In the DX Index, the only hope for further congestion before a break out to new multi-decade highs is a retreat from the 98.840 level. Otherwise it is up and away to the 101.00 to 103.00 range minimum. A break below 1.0675 in the Euro-fx targets 0.9830 minimum. The issue here is the direct and inescapable inverse relationship between the Euro-fx and the U.S. dollar, and the direct and inescapable inverse relationship between U.S. dollar trends and trends in crude oil and petroleum products. Euro-fx down = U.S. dollar up, and U.S. dollar up = petroleum down. Period.
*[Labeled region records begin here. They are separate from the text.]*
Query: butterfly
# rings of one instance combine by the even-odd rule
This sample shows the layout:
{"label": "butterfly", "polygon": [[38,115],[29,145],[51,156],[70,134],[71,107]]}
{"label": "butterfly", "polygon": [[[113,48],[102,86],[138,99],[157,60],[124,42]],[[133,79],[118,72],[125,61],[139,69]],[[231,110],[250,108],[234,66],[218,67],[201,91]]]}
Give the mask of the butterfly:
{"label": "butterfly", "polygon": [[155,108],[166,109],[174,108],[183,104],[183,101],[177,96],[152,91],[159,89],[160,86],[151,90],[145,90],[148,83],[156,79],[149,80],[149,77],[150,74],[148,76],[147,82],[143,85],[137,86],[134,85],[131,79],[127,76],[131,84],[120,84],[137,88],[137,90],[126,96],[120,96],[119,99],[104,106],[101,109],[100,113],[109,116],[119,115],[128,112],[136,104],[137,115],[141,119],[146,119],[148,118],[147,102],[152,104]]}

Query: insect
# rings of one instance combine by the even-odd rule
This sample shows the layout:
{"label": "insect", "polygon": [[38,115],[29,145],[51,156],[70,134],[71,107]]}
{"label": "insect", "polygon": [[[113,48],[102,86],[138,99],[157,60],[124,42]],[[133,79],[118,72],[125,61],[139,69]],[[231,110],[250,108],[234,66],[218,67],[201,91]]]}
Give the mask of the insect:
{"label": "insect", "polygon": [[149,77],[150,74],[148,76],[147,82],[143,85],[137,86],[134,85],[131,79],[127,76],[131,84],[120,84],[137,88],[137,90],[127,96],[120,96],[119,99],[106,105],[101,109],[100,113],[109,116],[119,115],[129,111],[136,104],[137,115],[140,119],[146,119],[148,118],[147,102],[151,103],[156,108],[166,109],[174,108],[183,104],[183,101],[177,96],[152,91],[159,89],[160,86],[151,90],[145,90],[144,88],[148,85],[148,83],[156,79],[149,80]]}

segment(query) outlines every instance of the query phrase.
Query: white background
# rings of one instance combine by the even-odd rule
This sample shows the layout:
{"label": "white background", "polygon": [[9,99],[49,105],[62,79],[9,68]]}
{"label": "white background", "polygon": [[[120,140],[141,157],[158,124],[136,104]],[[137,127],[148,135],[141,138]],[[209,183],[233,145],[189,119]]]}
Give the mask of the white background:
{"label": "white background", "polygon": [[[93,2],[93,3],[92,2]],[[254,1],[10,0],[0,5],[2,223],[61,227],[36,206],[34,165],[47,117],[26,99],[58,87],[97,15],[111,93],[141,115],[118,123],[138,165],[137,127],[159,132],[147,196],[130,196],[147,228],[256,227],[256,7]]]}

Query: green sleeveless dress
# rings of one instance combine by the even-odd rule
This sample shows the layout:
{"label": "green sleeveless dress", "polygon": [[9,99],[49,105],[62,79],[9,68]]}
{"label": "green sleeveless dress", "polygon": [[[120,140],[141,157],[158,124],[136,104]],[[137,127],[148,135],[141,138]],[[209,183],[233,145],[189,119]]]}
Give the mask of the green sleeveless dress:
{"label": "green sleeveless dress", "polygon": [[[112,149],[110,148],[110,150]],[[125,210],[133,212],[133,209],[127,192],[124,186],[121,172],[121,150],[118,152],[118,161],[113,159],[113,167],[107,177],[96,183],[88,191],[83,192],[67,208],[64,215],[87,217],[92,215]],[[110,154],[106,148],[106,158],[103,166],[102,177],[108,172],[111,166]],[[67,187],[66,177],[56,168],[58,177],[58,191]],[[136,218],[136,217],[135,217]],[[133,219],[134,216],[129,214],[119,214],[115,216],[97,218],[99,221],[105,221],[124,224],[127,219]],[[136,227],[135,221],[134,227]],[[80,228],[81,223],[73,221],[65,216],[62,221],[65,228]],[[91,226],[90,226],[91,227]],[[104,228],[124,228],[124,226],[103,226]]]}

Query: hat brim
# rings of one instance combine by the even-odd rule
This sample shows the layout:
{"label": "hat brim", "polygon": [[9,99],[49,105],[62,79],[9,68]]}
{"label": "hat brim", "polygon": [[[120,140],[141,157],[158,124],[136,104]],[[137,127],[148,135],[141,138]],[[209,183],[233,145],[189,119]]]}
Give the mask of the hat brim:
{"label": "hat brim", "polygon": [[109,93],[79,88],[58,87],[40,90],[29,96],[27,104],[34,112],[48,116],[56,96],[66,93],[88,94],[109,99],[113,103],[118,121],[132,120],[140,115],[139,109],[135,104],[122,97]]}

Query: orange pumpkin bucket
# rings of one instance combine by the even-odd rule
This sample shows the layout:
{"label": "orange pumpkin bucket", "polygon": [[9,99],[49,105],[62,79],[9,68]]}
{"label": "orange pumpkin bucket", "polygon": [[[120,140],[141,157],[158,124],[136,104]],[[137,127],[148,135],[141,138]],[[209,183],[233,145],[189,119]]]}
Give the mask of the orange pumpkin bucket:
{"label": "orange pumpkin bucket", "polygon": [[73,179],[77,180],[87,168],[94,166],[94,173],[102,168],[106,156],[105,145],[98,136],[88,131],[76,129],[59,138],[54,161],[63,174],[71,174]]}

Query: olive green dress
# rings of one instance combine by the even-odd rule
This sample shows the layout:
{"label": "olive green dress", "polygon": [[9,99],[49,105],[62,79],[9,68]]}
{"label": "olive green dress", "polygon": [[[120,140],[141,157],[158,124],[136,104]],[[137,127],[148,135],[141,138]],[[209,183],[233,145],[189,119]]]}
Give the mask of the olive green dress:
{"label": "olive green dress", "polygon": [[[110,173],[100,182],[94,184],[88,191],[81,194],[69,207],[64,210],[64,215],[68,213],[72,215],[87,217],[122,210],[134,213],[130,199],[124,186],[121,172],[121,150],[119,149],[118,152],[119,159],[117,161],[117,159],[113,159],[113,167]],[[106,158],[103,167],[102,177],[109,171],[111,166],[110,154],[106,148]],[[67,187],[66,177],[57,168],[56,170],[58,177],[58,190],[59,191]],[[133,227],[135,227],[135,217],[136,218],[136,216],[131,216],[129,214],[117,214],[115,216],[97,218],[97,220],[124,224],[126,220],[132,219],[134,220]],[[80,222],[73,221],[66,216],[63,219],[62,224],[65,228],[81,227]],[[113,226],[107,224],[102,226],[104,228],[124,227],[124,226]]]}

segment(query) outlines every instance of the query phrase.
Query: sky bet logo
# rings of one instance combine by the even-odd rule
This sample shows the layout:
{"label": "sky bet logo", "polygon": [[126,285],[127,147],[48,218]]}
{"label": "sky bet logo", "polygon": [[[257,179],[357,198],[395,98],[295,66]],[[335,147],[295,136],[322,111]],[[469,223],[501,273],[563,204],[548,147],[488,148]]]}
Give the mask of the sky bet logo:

End of discussion.
So if (actually when) the greenback breaks above 98.840, the RBOB bulls will suddenly find themselves fighting a turbo-powered bear market in petroleum, the turbo boost of course having been supplied by the resurgent U.S. dollar.
For the years 1983 through 2014, the average date of the spring RBOB peak is April 30. Last year double-topped on April 24 and June 23. This year’s double-top certainly looks to be in place at May 6 and 25.
The average summer decline in RBOB prices has been a 26% loss in spot contract value while the average spring-to-winter decline in RBOB has been a 33% loss in spot-contract value. So for a purely seasonal event without any help whatsoever from a rising U.S. dollar, and from the $2.0969 high, we are talking a downside risk somewhere between $1.5517 and $1.4049. For fans of synchronicity, the 0.618 retracement of the entire $1.2265 to $2.0969 advance is $1.5590, and the 0.7862 retracement is at the $1.4128 level.
To Confirm a Peak?
Bears only have one task before them: break below the 0.236 retracement of the entire advance at the $1.8915 level. That would provide a compelling additional chunk of evidence that $2.0969 was the seasonal peak.